# esti nasol



## wsxxsw

Hi,

I've got no idea about the meaning of this expression that someone sent to me. I don't know the person so that I've got no idea if it's an insult or not!

If you know the translation in italian is better, otherwise spanish, french, or english will be ok.

Thanks


----------



## Trisia

Hello, wsxxsw 

Unfortunately, it's an insult, yes.

eşti = you are
nasol = slang for many things, depending on the context. It's more or less the equivalent of "nasty", and, just like _nasty_, it has several meanings.

Examples:
A: Uită-te la poza asta. E noul meu iubit. (Take a look at this photo. It's my new boyfriend)
B: E cam nasol. (He's kinda nasty = _not very good-looking_)

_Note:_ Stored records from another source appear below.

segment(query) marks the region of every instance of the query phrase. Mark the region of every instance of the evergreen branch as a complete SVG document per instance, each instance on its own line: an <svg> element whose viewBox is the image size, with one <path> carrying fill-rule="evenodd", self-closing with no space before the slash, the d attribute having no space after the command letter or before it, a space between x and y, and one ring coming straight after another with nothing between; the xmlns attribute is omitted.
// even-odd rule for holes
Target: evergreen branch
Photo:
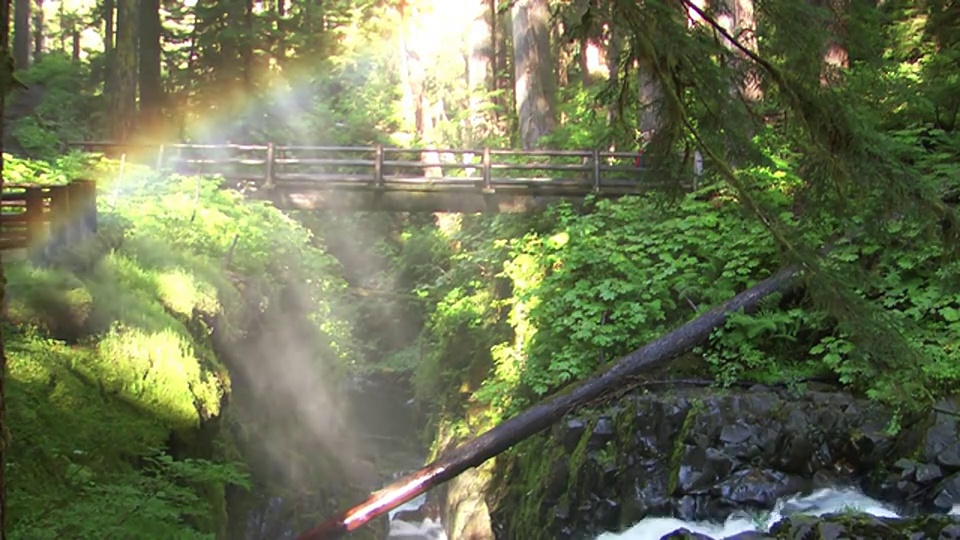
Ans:
<svg viewBox="0 0 960 540"><path fill-rule="evenodd" d="M683 1L686 2L687 0ZM705 19L709 19L702 10L698 8L695 8L695 10L700 12ZM715 21L713 23L716 24ZM725 33L725 35L728 39L733 40L728 34ZM654 49L655 45L650 34L641 33L638 39L645 48ZM750 56L759 59L763 65L777 71L758 55L751 52ZM886 364L887 367L892 367L890 360L902 359L903 362L897 362L900 367L918 369L920 362L910 360L916 360L919 353L910 347L902 333L897 331L893 321L884 313L878 312L871 305L868 305L863 298L856 294L853 284L847 283L838 272L829 270L824 253L805 245L802 240L799 240L800 237L796 231L791 231L791 227L784 223L776 213L770 212L753 196L751 189L740 179L730 163L721 157L720 152L703 138L700 130L694 125L684 105L683 95L674 84L674 79L664 71L658 62L651 62L650 68L661 85L664 99L670 100L669 110L676 113L676 116L671 117L670 120L678 121L683 126L684 130L704 153L704 157L714 164L724 182L734 190L747 211L754 215L763 224L764 228L773 235L776 243L789 254L794 264L799 265L804 270L803 274L808 283L808 292L814 298L815 303L825 307L826 311L834 315L841 325L850 329L852 337L865 351L863 354L869 359L868 365L880 362ZM779 76L779 73L776 73L776 76ZM784 81L782 78L780 80ZM789 91L789 89L786 90ZM810 131L809 133L811 142L820 150L825 151L825 148L819 144L815 132ZM841 174L847 175L849 171L844 167ZM842 193L839 194L843 196ZM794 240L794 238L797 238L797 240ZM895 338L891 340L891 336L895 336ZM876 354L880 348L885 348L883 352L889 354ZM918 380L922 380L922 376ZM903 398L904 402L910 402L908 399L911 397L910 392L899 388L899 393L902 394L900 397ZM919 400L915 398L914 402L916 401Z"/></svg>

A: Mă duci diseară la film? (Will you take me to the movies tonight?)
B: N-am chef. (I'm not in the mood)
A: Eşti nasol.(You're nasty = _you're mean_)

A: M-am dat cu capul de uşă (I banged my head against the door)
B: Au, ce nasol! (Ouch, that's nasty! = _that must've hurt_)


----------



## robbie_SWE

But Trisia, doesn't it also mean "_cool_"? 

*- Cum era filmul?* (_how whas the movie?_)
*- Era nasol!* (_it was cool!_)

Be kind, haven't been in Romania for 15 years! 

 robbie


----------



## CriHart

robbie_SWE said:


> But Trisia, doesn't it also mean "_cool_"?
> 
> *- Cum era filmul?* (_how whas the movie?_)
> *- Era nasol!* (_it was cool!_)
> 
> Be kind, haven't been in Romania for 15 years!
> 
> robbie




Hi, certainly it doesn't mean cool. In Italian is "fa schifo" 
"Esti nasol" means "mi fai schifo".


----------



## robbie_SWE

Aha, acuma inteleg!

Multumesc CriHart!

 robbie


----------



## wsxxsw

Actually, I thought that it was an insult but right now I'm sure of it 


Thank you very much for the answers


----------